Next Article in Journal
Validation of GPM DPR Rainfall and Drop Size Distributions Using Disdrometer Observations in the Western Mediterranean
Previous Article in Journal
Analysis of Urbanization-Induced Land Subsidence in the City of Recife (Brazil) Using Persistent Scatterer SAR Interferometry
 
 
Article
Peer-Review Record

A Multi-Level Adaptive Lightweight Net for Damaged Road Marking Detection Based on Knowledge Distillation

Remote Sens. 2024, 16(14), 2593; https://doi.org/10.3390/rs16142593
by Junwei Wang 1,2,3,†, Xiangqiang Zeng 1,4,†, Yong Wang 1, Xiang Ren 1, Dongliang Wang 1, Wenqiu Qu 1,2, Xiaohan Liao 1 and Peifen Pan 5,*
Reviewer 1: Anonymous
Reviewer 2:
Reviewer 3: Anonymous
Remote Sens. 2024, 16(14), 2593; https://doi.org/10.3390/rs16142593
Submission received: 27 April 2024 / Revised: 14 June 2024 / Accepted: 27 June 2024 / Published: 16 July 2024
(This article belongs to the Section Remote Sensing Image Processing)

Round 1

Reviewer 1 Report

Comments and Suggestions for Authors

In this  manuscript, authors claimed that they proposed a MALNet network based on knowledge distillation to improve the detection and segmentation performance in road surface marking. There are three key components in the MALNet network. MSDC modules are used to capture features t different scales. ASCA fusion module boosts feature representation and MLDS model is used to transfer knowledge from a teacher to a student model.  Experimental results demonstrate the efficacy and the superiority of the proposed method. However, there are some issues to be solved for publication.

1.  One major concern is the organization of this manuscript. Many representations are redundant, especially the experimental analysis part. The author should organize this part more orderly and clearly.

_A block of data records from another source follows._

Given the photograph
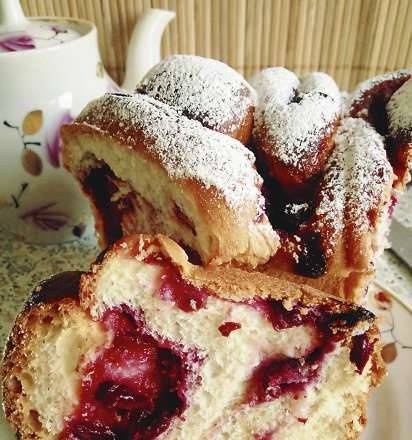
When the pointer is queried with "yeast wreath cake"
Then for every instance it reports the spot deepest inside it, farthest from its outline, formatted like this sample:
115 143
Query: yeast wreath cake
146 345
277 175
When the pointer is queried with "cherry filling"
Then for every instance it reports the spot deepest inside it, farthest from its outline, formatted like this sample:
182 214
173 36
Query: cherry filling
392 205
228 327
275 377
177 290
99 186
362 348
135 386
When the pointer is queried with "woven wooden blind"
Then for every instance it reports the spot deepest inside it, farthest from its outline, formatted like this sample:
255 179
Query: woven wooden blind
350 39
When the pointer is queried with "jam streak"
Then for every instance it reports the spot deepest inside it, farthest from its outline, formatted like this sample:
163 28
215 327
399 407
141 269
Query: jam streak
277 376
177 290
228 327
135 386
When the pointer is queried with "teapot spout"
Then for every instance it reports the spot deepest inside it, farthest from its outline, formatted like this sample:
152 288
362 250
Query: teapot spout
144 47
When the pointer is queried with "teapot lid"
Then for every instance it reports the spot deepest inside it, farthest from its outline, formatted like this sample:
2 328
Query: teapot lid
17 33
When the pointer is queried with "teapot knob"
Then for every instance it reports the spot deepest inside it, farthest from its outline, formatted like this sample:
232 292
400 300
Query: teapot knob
144 47
12 18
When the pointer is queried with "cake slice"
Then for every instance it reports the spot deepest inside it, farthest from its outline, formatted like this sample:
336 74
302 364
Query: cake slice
148 346
148 169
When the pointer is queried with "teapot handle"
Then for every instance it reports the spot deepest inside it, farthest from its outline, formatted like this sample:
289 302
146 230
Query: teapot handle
144 47
12 18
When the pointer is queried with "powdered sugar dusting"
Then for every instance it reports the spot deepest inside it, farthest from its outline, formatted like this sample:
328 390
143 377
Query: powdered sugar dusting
362 88
357 175
275 84
399 110
295 116
185 148
202 89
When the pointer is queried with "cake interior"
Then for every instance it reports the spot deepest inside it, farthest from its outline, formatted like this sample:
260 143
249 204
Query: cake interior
176 361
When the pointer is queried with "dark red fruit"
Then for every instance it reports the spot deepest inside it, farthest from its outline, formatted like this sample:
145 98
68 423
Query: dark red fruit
175 289
134 388
362 348
228 327
312 260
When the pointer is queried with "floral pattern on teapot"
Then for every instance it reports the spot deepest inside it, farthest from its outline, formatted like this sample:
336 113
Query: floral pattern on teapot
46 216
37 35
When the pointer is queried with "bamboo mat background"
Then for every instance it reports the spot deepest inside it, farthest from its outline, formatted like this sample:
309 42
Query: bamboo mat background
350 39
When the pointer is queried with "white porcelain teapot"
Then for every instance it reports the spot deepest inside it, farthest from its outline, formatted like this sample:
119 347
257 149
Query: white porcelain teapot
49 69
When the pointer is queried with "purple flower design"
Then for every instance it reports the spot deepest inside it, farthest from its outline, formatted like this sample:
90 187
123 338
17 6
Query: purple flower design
53 141
16 43
59 30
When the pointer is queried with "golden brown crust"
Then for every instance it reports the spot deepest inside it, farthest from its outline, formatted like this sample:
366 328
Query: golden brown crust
47 302
205 90
223 230
227 282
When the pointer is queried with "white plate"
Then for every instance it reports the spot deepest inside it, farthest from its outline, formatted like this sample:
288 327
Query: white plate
390 408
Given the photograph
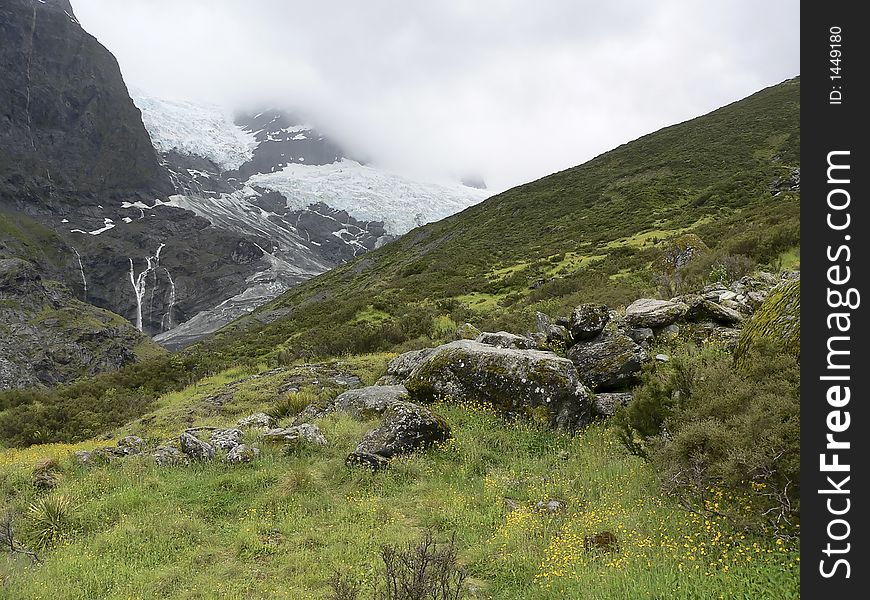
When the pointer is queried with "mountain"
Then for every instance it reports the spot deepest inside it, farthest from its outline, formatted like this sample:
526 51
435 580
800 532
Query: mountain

2.For section 4.5, the ablation experiments were conducted only on the CDM_P data set. Why not verify the ablation experiments on the CDM_H and CDM_C data sets?

3. There should be some related work introduced about the knowledge distillation.

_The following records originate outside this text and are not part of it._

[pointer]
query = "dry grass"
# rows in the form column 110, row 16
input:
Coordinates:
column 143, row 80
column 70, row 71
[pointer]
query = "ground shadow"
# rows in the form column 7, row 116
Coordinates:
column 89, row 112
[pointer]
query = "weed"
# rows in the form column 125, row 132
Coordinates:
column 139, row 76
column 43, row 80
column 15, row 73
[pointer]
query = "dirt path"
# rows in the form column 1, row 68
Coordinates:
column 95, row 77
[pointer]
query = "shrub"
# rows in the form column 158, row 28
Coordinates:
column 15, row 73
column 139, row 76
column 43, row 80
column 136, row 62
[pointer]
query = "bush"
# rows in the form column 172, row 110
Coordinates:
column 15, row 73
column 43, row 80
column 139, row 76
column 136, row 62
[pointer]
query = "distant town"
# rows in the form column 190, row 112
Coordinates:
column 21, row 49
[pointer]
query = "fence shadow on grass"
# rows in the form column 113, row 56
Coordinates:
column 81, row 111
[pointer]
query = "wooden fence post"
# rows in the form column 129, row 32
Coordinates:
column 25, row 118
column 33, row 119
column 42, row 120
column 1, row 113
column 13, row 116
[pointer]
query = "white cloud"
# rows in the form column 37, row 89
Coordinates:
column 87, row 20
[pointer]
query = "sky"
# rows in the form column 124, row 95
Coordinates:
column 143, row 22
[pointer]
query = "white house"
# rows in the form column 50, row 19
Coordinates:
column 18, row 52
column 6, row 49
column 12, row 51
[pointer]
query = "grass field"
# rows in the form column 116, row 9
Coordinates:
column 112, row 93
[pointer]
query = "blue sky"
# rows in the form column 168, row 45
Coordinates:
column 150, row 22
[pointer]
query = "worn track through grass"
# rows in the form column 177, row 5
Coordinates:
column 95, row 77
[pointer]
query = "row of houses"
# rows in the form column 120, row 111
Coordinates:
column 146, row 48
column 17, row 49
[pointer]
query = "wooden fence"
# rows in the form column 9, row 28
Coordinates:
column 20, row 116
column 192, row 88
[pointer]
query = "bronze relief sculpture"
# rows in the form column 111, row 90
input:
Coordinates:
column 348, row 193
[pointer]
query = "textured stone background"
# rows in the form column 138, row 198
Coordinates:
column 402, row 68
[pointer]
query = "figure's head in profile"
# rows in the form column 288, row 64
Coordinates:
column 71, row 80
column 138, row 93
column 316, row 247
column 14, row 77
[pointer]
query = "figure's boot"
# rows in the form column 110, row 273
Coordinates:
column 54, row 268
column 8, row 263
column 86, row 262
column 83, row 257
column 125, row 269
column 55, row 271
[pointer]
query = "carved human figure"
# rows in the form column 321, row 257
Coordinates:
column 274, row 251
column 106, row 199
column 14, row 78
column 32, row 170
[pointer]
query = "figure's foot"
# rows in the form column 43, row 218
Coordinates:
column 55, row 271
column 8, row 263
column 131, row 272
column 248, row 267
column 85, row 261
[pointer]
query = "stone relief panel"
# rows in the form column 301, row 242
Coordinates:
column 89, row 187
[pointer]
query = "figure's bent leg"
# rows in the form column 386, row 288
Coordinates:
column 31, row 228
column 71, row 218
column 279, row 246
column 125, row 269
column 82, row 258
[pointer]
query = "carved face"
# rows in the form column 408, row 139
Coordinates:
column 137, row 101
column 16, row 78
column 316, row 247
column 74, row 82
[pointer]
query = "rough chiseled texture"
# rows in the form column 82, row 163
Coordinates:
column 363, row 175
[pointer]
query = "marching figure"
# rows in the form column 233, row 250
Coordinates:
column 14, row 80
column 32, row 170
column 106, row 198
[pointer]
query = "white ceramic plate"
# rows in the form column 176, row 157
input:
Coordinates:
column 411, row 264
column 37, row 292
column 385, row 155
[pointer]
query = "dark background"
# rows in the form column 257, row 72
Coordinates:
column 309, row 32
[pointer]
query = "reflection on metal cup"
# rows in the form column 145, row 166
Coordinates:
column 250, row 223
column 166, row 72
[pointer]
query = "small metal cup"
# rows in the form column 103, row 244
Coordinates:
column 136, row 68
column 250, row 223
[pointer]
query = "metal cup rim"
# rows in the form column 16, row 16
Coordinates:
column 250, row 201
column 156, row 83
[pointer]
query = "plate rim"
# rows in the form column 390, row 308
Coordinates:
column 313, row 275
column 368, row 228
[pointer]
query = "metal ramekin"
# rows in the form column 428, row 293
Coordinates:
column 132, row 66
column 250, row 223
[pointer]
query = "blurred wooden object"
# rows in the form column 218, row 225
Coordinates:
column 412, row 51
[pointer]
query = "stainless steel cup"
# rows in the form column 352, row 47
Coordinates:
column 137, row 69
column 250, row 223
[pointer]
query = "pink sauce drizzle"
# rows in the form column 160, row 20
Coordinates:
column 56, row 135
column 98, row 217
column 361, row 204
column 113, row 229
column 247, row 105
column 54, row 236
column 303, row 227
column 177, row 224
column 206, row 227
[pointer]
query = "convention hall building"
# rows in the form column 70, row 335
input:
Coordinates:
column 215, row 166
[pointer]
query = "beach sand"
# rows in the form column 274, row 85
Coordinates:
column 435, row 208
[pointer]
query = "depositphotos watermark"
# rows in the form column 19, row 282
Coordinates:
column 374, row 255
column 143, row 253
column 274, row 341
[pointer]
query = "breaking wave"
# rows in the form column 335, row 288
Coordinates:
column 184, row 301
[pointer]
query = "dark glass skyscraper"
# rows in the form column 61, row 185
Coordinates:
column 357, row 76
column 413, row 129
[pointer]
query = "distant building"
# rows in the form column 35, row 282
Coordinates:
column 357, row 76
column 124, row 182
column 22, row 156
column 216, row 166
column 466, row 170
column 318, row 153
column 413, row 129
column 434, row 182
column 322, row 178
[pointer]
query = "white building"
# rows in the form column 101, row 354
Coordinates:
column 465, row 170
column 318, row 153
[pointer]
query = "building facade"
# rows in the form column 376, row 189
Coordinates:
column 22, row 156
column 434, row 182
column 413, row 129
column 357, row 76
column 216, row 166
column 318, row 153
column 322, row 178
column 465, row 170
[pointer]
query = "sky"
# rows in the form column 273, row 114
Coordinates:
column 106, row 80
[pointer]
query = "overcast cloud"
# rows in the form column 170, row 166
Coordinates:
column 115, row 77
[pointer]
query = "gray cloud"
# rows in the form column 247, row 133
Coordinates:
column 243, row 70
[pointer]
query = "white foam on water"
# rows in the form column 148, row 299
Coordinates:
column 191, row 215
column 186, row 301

4. The authors should compare the time consumption of their method to the others. They had not done this.

5.The conclusion should be shortened. It is too long.

Author Response

Comments 1: One major concern is the organization of this manuscript. Many representations are redundant, especially the experimental analysis part. The author should organize this part more orderly and clearly.

Response 1: Agree. Thank you for pointing this out. We agree with this comment and have reorganized the manuscript to improve clarity and reduce redundancy. Specifically, we moved the "Evaluation Metrics" section to the Methods part and merged the original Experiment Setup and Data sections into a single "Experiment Setting" section. Thank you for pointing this out. We agree with this comment. Mention exactly where in the revised manuscript this change can be found – pages 9-10, 3.4 Evaluation Metrics sections.

 

Comments 2: For section 4.5, the ablation experiments were conducted only on the CDM_P data set. Why not verify the ablation experiments on the CDM_H and CDM_C data sets.

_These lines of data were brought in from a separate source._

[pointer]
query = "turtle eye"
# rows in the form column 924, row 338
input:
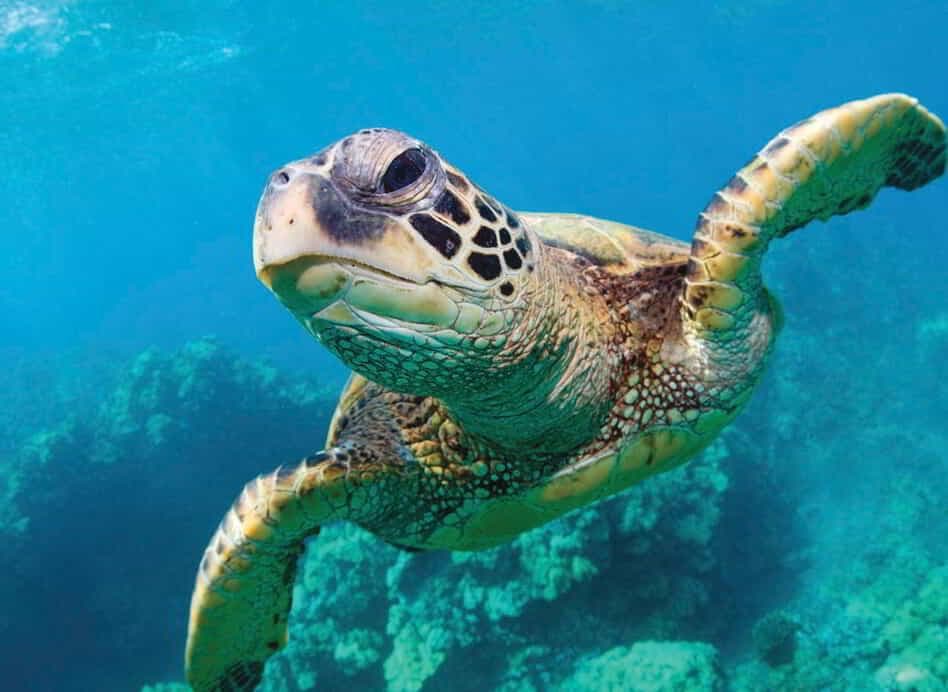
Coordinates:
column 404, row 169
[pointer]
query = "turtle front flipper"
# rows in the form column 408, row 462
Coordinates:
column 244, row 585
column 832, row 163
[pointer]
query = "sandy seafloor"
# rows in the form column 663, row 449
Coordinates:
column 147, row 375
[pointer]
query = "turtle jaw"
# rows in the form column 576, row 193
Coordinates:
column 324, row 291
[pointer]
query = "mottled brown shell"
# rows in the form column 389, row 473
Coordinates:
column 617, row 248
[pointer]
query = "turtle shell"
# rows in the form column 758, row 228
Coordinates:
column 615, row 247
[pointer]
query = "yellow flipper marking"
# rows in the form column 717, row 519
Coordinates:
column 832, row 163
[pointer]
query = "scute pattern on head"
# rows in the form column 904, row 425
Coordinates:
column 522, row 366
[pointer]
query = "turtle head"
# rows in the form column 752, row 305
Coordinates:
column 395, row 261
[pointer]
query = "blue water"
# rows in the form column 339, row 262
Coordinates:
column 135, row 139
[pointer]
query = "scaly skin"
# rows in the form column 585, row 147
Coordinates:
column 509, row 385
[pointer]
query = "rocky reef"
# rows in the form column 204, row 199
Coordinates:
column 805, row 549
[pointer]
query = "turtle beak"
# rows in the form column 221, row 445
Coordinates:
column 302, row 213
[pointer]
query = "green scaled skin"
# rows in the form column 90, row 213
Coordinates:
column 510, row 367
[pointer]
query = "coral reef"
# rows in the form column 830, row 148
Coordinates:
column 110, row 508
column 404, row 621
column 775, row 638
column 650, row 667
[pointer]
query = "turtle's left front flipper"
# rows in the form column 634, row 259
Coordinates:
column 244, row 585
column 831, row 163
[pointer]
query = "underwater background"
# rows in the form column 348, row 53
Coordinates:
column 147, row 375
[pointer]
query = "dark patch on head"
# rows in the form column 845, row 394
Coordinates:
column 284, row 473
column 485, row 237
column 484, row 210
column 512, row 218
column 493, row 204
column 442, row 238
column 512, row 259
column 459, row 182
column 776, row 146
column 449, row 205
column 737, row 184
column 342, row 222
column 486, row 266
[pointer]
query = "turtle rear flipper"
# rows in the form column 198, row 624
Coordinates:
column 832, row 163
column 244, row 586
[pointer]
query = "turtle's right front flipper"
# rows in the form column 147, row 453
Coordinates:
column 244, row 585
column 832, row 163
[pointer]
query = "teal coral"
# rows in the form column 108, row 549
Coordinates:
column 650, row 667
column 775, row 638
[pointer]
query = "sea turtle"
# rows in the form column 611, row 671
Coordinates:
column 510, row 366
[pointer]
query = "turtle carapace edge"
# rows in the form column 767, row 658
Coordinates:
column 510, row 367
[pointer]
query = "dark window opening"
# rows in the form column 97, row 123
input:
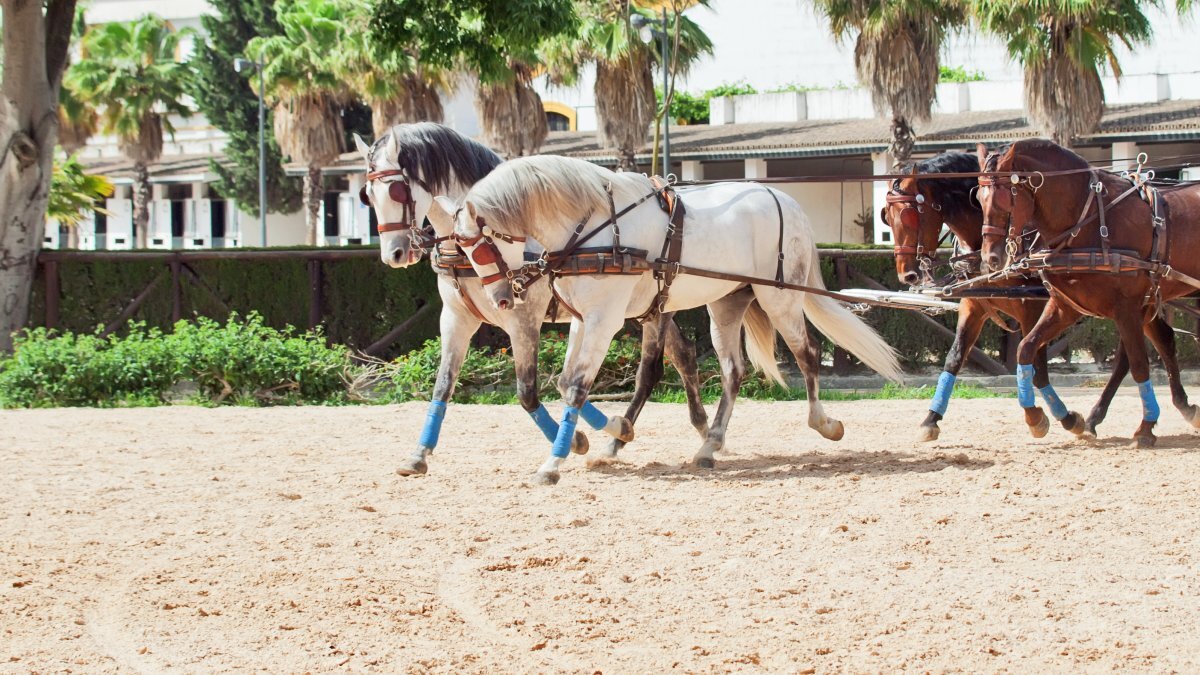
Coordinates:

Response 2: Agree. Thank you for your suggestion. We have now conducted ablation experiments on the CDM_H and CDM_C datasets as well.. Thank you for your understanding and support. Mention exactly where in the revised manuscript this change can be found – page 18, paragraph 4, lines 686-714.

 

Comments 3: There should be some related work introduced about the knowledge distillation.

Response 3: Agree. We agree with this comment and have included recent advancements in knowledge distillation in the Related Work section. Mention exactly where in the revised manuscript this change can be found – pages 3-4, lines 137-168.

Comments 4: The authors should compare the time consumption of their method to the others. They had not done this.

Response 4: Agree. We have added an analysis comparing the computation speed of our proposed model with other models in the Model Lightweight Analysis section. Thank you for pointing this out. We agree with this comment. Mention exactly where in the revised manuscript this change can be found – page 20, paragraphs 3-4, lines 751-762.

Comments 5: The conclusion should be shortened. It is too long.

Response 5: Agree.  Thank you for your feedback. We have shortened the Conclusion section to make it more concise. Mention exactly where in the revised manuscript this change can be found – page 21, paragraphs 5-7, lines 785-807.

 

Author Response File: Author Response.docx

Reviewer 2 Report

Comments and Suggestions for Authors

This paper presented a Multi-level Adaptive Lightweight Network (MALNet) based on knowledge distillation to tackle the high-precision segmentation models for damaged road markings. The authors claimed the MALNet model showed improved performance by incorporating multi-scale dilated convolution and adaptive spatial-channel attention fusion modules. They utilized three datasets and presented their performance. The overall contributions are good, but some improvements are required. I have a few comments that need to be considered. The comments are as follows-

1.           What is the rationale for choosing ResNet-101 for the teacher network and ResNet-18 for the student network? Did you have any results if you chose a similar teacher and student network?

2.           More explanations for Figure 2 are required. How does the attention module adaptively adjust the spatial and channel weights?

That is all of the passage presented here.